2023.11.29

ふるさと納税に異変

 返礼品競争が過熱するあまり何度もルール変更されてきたふるさと納税制度。かつては返礼品の調達費が寄付額の3割を超えたとして制度から除外されたケースがありました。一方、2019年の制度改正で導入された、調達費や送料、手数料などかかった経費の5割以下ルールを違反したとして除外されたケースはこれまでありませんでした。このかかった経費の算定対象が2023年10月から拡大するのを受け、各自治体で返礼品を受け取るのに必要な寄付額を引き上げる動きが増えています。実質値上げの前の9月には駆け込みの寄付も相次ぎました。
 例えば境町のふるさと納税返礼品の「梅山豚」の場合商品代金が寄付額の3割となっています。それとは別に、送料や仲介サイトに支払う手数料などが経費にあたり、合計で5割を超えないようになっていました。さらに総務省は、確定申告が不要になるワンストップ特例制度の事務や、寄付金受領証の発行なども10月から経費に含めると発表しました。

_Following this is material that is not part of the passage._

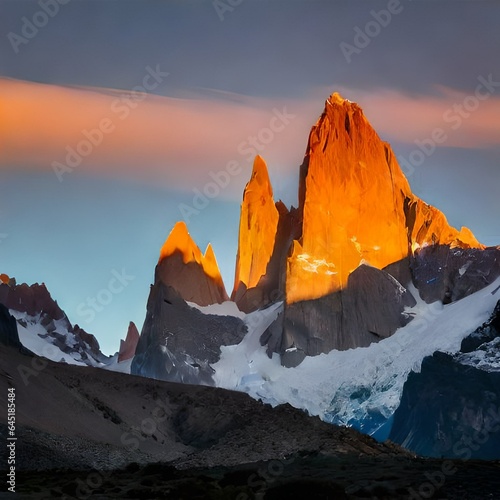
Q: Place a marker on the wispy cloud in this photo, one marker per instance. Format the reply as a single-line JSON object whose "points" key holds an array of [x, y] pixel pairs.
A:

 実は2022年度に経費率が5割を超えた自治体は109もありました。49から50%という上限ぎりぎりの自治体も329に上ります。経費の算定対象が拡大したり、送料が値上げされたりしても5割を超えないよう寄付額を引き上げる動きが増えたのでしょう。
 これによって10月からは実質値上げとなるのを前に、駆け込みの寄付も増えたのです。最大手の「ふるさとチョイス」では7月から9月までの寄付総額が前年同月比7割増となっているようです。
 しかし、なかには寄付額の見直しが不要な自治体もあります。京都市などはその代表で、経費率が39%と極めて低いからです。理由は全体の3割を電子化された旅行クーポンが占めていて、印刷代や送料が発生しないからのようです。これは自治体に残る寄付も多く、理想の形のように感じます。
 さらに新たなルールで、「熟成肉」と「精米」について原材料は同じ都道府県で生産されたものでなければならないというものが加わりました。これにより牛肉を同県内から調達できず返礼品から削除する自治体がある一方、ここ境町では地元の米を保管する施設の建設を始めました。
 2022年度に9654億円と対前年16%以上増え拡大し続けるふるさと納税はどこへ向かうのでしょうか?地方自治体が自ら稼ぐ力を磨き競争することは素晴らしく、それによりここ境町のように復活を遂げる自治体も現れました。しかし一方で自ら持つ資産を見抜けず一層衰退していく自治体が増えているのも事実です。競争に火をつけ自治体間格差を拡大していく、それがふるさと納税の実態でもあります。